Cell-Penetrating Peptide-engineered Solid Lipid Nanoparticles for Enhanced Endocytotic Internalization and Transdermal Penetration

Efficient drug delivery across biological barriers remains a fundamental challenge, particularly for rigid nanocarriers whose penetration mechanisms are poorly understood. Here we demonstrate that Laminin-332-functionalized solid lipid nanoparticles (SLN_Lam) overcome cellular barriers through receptor-mediated endocytosis and achieve substantial transdermal penetration. SLN_Lamparticles, engineered via site-specific thiol-maleimide chemistry, maintain crystalline structural integrity while enabling precise surface modification at controlled peptide densities. Biolayer interferometry reveals that binding kinetics correlate directly with α3β1 integrin surface density, confirming molecular recognition as the primary interaction mechanism. Dissipative particle dynamics simulations elucidate interaction energetics, demonstrating adhesion-dependent membrane fusion behavior.
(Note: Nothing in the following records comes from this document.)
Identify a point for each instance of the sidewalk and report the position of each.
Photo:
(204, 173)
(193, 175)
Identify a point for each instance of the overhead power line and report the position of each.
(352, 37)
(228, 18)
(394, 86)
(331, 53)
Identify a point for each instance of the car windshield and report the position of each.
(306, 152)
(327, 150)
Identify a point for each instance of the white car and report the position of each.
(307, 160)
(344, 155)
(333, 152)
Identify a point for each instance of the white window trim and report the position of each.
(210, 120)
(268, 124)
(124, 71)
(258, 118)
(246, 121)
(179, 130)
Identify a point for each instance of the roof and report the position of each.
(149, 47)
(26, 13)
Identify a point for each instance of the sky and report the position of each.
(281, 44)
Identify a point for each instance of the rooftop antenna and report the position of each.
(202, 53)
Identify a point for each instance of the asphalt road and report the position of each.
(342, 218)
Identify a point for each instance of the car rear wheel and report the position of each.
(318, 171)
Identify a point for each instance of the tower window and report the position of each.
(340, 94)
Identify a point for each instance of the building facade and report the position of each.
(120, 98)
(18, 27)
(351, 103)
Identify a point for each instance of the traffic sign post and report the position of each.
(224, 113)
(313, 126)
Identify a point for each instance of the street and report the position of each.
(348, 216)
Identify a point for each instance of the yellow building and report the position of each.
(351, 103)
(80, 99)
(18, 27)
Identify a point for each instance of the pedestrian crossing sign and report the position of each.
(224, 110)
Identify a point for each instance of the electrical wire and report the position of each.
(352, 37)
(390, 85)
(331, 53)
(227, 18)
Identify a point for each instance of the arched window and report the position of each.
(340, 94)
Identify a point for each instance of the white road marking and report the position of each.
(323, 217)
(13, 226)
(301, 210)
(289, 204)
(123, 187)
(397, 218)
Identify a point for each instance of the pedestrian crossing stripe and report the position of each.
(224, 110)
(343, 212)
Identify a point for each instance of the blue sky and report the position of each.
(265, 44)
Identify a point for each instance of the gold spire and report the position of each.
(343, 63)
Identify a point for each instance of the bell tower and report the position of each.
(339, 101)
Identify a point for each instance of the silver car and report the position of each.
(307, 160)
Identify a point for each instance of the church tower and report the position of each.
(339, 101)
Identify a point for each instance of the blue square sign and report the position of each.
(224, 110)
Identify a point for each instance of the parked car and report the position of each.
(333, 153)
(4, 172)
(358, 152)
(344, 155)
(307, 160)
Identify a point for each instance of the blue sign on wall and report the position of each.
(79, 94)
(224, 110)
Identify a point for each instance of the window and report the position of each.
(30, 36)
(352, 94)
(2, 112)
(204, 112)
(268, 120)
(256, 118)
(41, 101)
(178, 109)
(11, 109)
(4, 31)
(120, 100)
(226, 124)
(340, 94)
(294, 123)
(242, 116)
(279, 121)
Mechanistic studies in HaCaT keratinocytes establish lipid raft-mediated endocytosis as the predominant uptake pathway, with methyl-β-cyclodextrin treatment significantly attenuating internalization while ATP-dependent and clathrin-mediated pathways remain unaffected. Ex vivo analysis using porcine skin demonstrates concentration-dependent cargo delivery enhancement, with mathematical modeling revealing exponential decay kinetics (I(z) = I₀e^-kz) where penetration constants are proportional to Laminin-332 density. These findings establish that receptor-targeted surface engineering enables efficient barrier penetration through specific adhesion mechanisms, providing a robust framework for advancing rigid nanocarrier delivery systems with transformative implications for pharmaceutical and cosmetic applications.